Logo Questions Linux Laravel Mysql Ubuntu Git Menu
 

Reduce size of git repository on Bitbucket

Tags:

git

bitbucket

After few months of (commit & push) for my project, the size of the repository gets increased gradually on Bitbucket! it's about 1 GB, I tried to remove some databases folders that are not important to be added. After searching I found most of suggestions is proposing :

git filter-branch -f --tree-filter 'rm -rf folder/subfolder' HEAD

After removing few folders I push the change to the repository by -- force, as

git push origin master --force

I finally found that the repository gets larger every time I use those commands !!. Visibly, the repository gets larger 2.5 GB!!

Any suggestion please ?

EDIT Depending on the suggestion below, I tried the following commands
(for all large files)

git filter-branch --index-filter "git rm -rf --cached --ignore-unmatch $files" --tag-name-filter cat -- --all

(remove the temporary history git-filter-branch otherwise leaves behind for a long time)

rm -rf .git/refs/original/

git reflog expire --all
git gc --aggressive --prune

But the folder .git/objects has still a big size !!!!

like image 628
Y.AL Avatar asked Aug 20 '14 08:08

Y.AL


1 Answers

OK, given your answer to your comment, we can now say what happened.

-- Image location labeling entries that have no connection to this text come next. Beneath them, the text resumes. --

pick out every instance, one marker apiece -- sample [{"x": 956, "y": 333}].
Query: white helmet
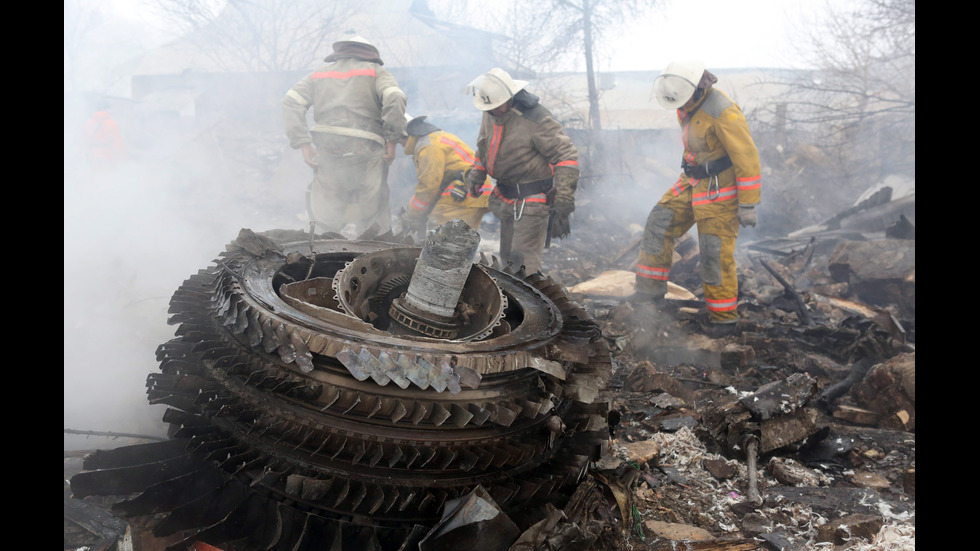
[
  {"x": 357, "y": 39},
  {"x": 493, "y": 88},
  {"x": 675, "y": 86}
]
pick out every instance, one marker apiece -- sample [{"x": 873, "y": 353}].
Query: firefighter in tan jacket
[
  {"x": 534, "y": 163},
  {"x": 359, "y": 118},
  {"x": 718, "y": 190},
  {"x": 441, "y": 162}
]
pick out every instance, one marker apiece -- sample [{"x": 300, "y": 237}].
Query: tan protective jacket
[
  {"x": 351, "y": 98},
  {"x": 521, "y": 147},
  {"x": 440, "y": 156},
  {"x": 716, "y": 129}
]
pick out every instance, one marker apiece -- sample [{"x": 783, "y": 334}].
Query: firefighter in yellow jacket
[
  {"x": 359, "y": 118},
  {"x": 441, "y": 162},
  {"x": 718, "y": 190}
]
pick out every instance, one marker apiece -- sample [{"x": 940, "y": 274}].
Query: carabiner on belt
[
  {"x": 713, "y": 190},
  {"x": 518, "y": 212}
]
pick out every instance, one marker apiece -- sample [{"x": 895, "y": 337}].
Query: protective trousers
[
  {"x": 523, "y": 230},
  {"x": 350, "y": 189},
  {"x": 670, "y": 219}
]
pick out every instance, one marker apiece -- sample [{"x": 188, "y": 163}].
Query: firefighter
[
  {"x": 441, "y": 161},
  {"x": 534, "y": 163},
  {"x": 359, "y": 118},
  {"x": 103, "y": 142},
  {"x": 718, "y": 190}
]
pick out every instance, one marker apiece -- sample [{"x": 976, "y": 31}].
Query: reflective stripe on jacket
[{"x": 519, "y": 147}]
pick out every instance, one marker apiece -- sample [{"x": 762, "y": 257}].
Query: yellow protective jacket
[
  {"x": 440, "y": 158},
  {"x": 350, "y": 98},
  {"x": 713, "y": 128},
  {"x": 527, "y": 144}
]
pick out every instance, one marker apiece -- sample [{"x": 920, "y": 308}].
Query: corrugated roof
[{"x": 629, "y": 104}]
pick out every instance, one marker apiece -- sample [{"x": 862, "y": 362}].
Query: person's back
[
  {"x": 359, "y": 116},
  {"x": 441, "y": 162}
]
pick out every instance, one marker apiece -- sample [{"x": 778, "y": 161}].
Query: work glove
[
  {"x": 559, "y": 224},
  {"x": 413, "y": 222},
  {"x": 309, "y": 154},
  {"x": 457, "y": 190},
  {"x": 746, "y": 216},
  {"x": 564, "y": 204},
  {"x": 475, "y": 180}
]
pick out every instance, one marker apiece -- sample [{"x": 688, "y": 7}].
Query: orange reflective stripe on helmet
[{"x": 746, "y": 184}]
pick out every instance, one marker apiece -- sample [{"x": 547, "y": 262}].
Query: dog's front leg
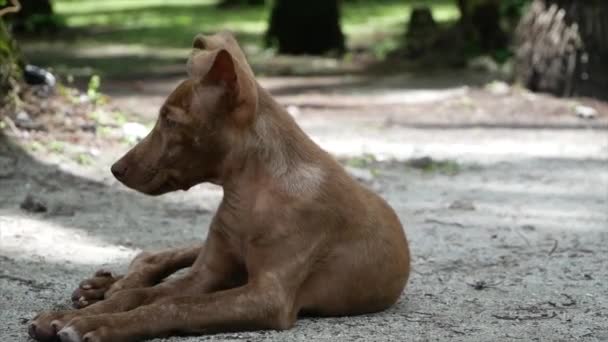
[
  {"x": 147, "y": 269},
  {"x": 213, "y": 270},
  {"x": 262, "y": 304}
]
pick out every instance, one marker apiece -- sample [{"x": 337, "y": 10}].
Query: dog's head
[{"x": 199, "y": 123}]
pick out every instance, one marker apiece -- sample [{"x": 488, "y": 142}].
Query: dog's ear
[
  {"x": 223, "y": 71},
  {"x": 199, "y": 42}
]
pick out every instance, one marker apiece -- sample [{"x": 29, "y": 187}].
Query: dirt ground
[{"x": 503, "y": 195}]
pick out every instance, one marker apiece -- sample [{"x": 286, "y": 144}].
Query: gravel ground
[{"x": 508, "y": 230}]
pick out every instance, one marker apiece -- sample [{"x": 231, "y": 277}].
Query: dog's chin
[
  {"x": 159, "y": 185},
  {"x": 169, "y": 184}
]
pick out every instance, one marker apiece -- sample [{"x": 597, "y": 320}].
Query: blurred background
[{"x": 484, "y": 123}]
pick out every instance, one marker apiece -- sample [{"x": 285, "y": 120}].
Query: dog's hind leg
[{"x": 147, "y": 269}]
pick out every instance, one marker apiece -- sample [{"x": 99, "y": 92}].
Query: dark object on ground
[
  {"x": 305, "y": 27},
  {"x": 562, "y": 48},
  {"x": 10, "y": 73},
  {"x": 33, "y": 205},
  {"x": 34, "y": 75},
  {"x": 234, "y": 3}
]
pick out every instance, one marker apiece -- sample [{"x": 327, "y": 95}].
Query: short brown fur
[{"x": 294, "y": 233}]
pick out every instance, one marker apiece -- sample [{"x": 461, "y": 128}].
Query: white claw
[{"x": 68, "y": 334}]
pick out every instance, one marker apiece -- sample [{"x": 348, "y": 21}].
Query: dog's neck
[{"x": 278, "y": 152}]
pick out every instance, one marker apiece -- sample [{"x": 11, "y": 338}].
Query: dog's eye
[{"x": 168, "y": 122}]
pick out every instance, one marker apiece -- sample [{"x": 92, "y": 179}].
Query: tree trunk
[
  {"x": 10, "y": 67},
  {"x": 480, "y": 23},
  {"x": 305, "y": 27},
  {"x": 561, "y": 48}
]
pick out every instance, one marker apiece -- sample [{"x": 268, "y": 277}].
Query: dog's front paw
[
  {"x": 94, "y": 289},
  {"x": 45, "y": 326},
  {"x": 87, "y": 329}
]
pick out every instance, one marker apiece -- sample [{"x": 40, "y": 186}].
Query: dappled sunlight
[
  {"x": 41, "y": 240},
  {"x": 463, "y": 144}
]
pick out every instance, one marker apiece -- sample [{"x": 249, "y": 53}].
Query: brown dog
[{"x": 293, "y": 234}]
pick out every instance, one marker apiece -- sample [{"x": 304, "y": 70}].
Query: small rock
[
  {"x": 134, "y": 131},
  {"x": 64, "y": 210},
  {"x": 7, "y": 167},
  {"x": 421, "y": 163},
  {"x": 23, "y": 116},
  {"x": 483, "y": 63},
  {"x": 33, "y": 205},
  {"x": 362, "y": 175},
  {"x": 585, "y": 112},
  {"x": 528, "y": 227},
  {"x": 24, "y": 121},
  {"x": 462, "y": 205},
  {"x": 293, "y": 110},
  {"x": 498, "y": 88}
]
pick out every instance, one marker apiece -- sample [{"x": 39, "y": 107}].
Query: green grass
[{"x": 118, "y": 38}]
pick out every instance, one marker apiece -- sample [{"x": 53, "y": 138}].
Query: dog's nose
[{"x": 118, "y": 171}]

What git filter-branch does is to copy (some or all of) your commits to new ones, then update the references. This means your repository gets bigger (not smaller), at least initially.

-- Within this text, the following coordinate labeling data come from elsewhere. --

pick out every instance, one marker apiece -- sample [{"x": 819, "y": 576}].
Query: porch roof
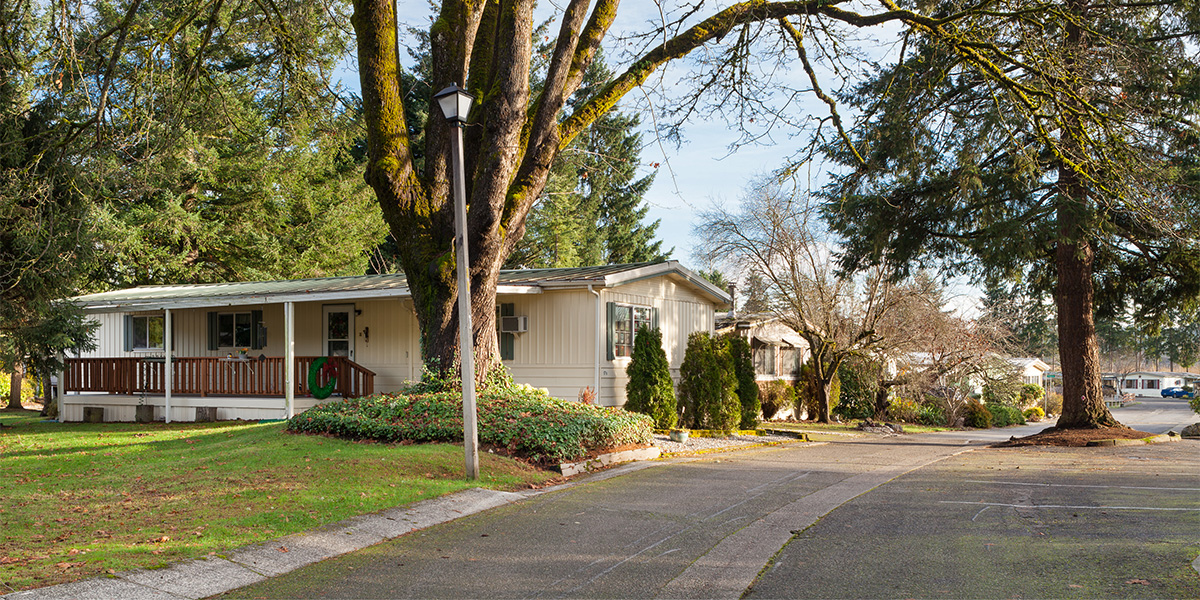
[{"x": 517, "y": 281}]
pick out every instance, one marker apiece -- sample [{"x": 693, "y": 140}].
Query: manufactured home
[{"x": 271, "y": 349}]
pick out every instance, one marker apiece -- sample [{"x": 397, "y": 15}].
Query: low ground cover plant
[
  {"x": 523, "y": 420},
  {"x": 87, "y": 499}
]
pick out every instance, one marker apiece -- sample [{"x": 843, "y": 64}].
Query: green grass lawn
[{"x": 79, "y": 501}]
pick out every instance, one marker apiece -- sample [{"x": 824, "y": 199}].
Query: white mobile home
[{"x": 265, "y": 349}]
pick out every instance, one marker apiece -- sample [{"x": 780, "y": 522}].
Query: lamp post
[{"x": 455, "y": 105}]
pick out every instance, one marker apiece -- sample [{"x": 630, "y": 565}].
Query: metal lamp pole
[{"x": 455, "y": 105}]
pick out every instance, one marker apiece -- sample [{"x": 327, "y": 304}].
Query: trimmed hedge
[
  {"x": 527, "y": 421},
  {"x": 1003, "y": 415}
]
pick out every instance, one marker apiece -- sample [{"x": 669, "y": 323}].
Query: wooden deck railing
[{"x": 211, "y": 376}]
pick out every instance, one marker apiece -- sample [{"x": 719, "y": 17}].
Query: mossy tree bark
[{"x": 513, "y": 136}]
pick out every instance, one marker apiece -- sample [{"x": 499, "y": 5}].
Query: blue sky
[{"x": 689, "y": 177}]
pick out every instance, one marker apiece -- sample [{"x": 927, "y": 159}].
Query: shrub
[
  {"x": 977, "y": 415},
  {"x": 905, "y": 411},
  {"x": 707, "y": 397},
  {"x": 807, "y": 393},
  {"x": 775, "y": 396},
  {"x": 1031, "y": 394},
  {"x": 1054, "y": 403},
  {"x": 1001, "y": 393},
  {"x": 930, "y": 414},
  {"x": 858, "y": 383},
  {"x": 526, "y": 421},
  {"x": 748, "y": 385},
  {"x": 1003, "y": 415},
  {"x": 649, "y": 389}
]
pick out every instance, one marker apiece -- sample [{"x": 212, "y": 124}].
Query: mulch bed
[{"x": 1056, "y": 437}]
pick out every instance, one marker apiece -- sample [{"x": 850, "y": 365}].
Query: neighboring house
[
  {"x": 1147, "y": 383},
  {"x": 1031, "y": 370},
  {"x": 562, "y": 329},
  {"x": 777, "y": 348}
]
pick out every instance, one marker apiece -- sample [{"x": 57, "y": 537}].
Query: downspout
[
  {"x": 167, "y": 367},
  {"x": 599, "y": 341}
]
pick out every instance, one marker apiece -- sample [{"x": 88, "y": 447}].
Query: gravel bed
[{"x": 695, "y": 444}]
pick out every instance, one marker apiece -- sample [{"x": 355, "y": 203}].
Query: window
[
  {"x": 508, "y": 341},
  {"x": 143, "y": 333},
  {"x": 790, "y": 361},
  {"x": 233, "y": 330},
  {"x": 237, "y": 330},
  {"x": 623, "y": 323},
  {"x": 765, "y": 360}
]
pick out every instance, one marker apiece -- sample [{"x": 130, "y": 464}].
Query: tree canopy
[{"x": 1053, "y": 141}]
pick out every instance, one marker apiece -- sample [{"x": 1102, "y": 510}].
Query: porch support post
[
  {"x": 166, "y": 364},
  {"x": 289, "y": 359},
  {"x": 63, "y": 385}
]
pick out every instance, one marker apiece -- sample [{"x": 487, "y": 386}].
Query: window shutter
[
  {"x": 508, "y": 341},
  {"x": 214, "y": 331},
  {"x": 258, "y": 333},
  {"x": 129, "y": 333},
  {"x": 611, "y": 328}
]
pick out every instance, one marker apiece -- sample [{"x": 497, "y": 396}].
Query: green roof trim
[{"x": 150, "y": 298}]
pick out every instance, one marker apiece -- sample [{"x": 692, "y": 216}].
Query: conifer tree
[{"x": 649, "y": 389}]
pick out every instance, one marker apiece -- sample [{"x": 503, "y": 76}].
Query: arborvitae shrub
[
  {"x": 977, "y": 415},
  {"x": 748, "y": 384},
  {"x": 859, "y": 381},
  {"x": 707, "y": 396},
  {"x": 775, "y": 396},
  {"x": 649, "y": 389}
]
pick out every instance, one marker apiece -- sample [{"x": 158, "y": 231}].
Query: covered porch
[{"x": 222, "y": 388}]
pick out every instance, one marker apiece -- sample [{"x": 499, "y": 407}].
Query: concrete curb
[
  {"x": 1153, "y": 439},
  {"x": 599, "y": 462}
]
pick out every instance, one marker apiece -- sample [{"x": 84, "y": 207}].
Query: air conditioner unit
[{"x": 514, "y": 324}]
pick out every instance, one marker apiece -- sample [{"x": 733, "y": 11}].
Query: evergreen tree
[
  {"x": 707, "y": 388},
  {"x": 756, "y": 294},
  {"x": 748, "y": 384},
  {"x": 1054, "y": 138},
  {"x": 593, "y": 210},
  {"x": 649, "y": 389}
]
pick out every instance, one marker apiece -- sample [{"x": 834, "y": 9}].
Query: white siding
[{"x": 559, "y": 351}]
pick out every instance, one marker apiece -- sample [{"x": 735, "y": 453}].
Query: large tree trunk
[
  {"x": 18, "y": 376},
  {"x": 1083, "y": 399}
]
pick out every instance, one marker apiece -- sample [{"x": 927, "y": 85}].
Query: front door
[{"x": 339, "y": 331}]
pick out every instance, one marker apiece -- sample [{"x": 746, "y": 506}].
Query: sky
[{"x": 702, "y": 171}]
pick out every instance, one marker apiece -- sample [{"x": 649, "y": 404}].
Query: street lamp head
[{"x": 455, "y": 102}]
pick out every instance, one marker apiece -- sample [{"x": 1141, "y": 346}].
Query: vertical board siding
[{"x": 558, "y": 352}]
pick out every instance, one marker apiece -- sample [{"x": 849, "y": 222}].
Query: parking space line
[
  {"x": 1081, "y": 485},
  {"x": 1066, "y": 507}
]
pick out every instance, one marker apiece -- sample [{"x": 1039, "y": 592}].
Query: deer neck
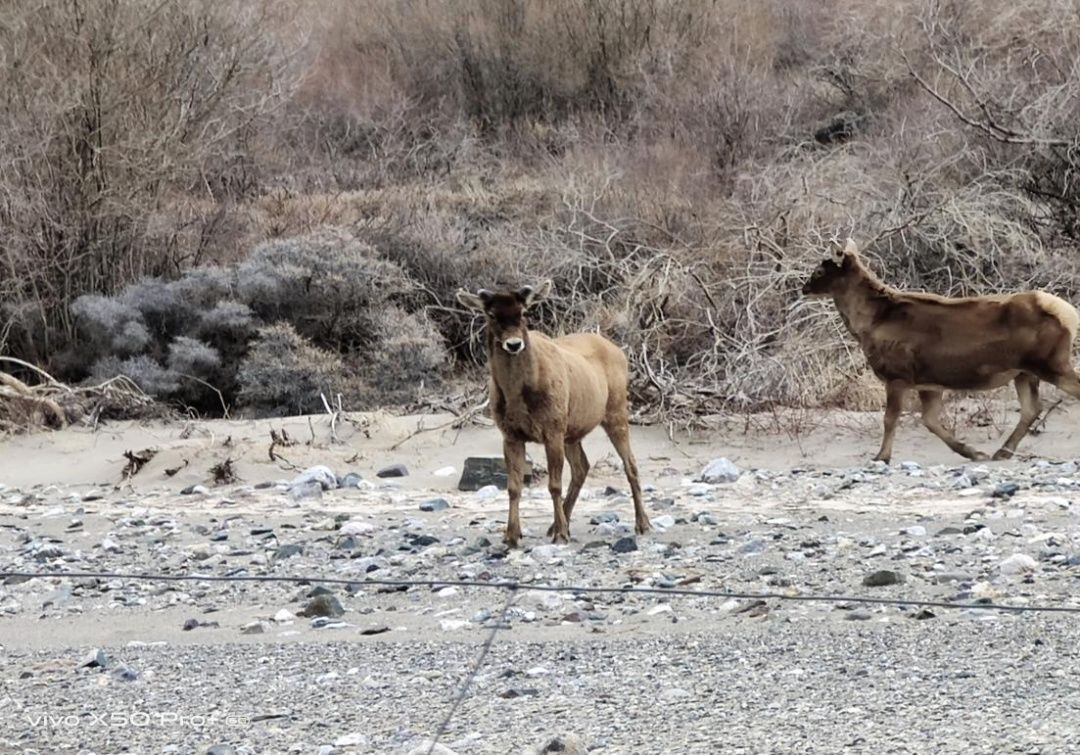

The commits that are copied are those reachable via the references given. In this case, the reference you gave is HEAD (which git turns into "your current branch", probably master, but whatever your current branch was at the time of the filter-branch command). If (and only if) the new copy is precisely, bit-for-bit identical to the original, then it actually is the original and there is no actual copy made (the original is reused instead). However, as soon as you make any change—such as removing folder/subfolder, from that point on these really are copies.

The copied stuff is, in this case, smaller, because you've removed some items. (It's generally not very much smaller since git compresses items pretty well.) But you're still adding more stuff to the repository: new commits, which refer to new trees, which—fortunately—refer to the same old blobs (file objects) as before, just slightly fewer of them this time (the objects for the folder/subfolder files are still in the repository, but the copied commits and tree-objects no longer refer to them).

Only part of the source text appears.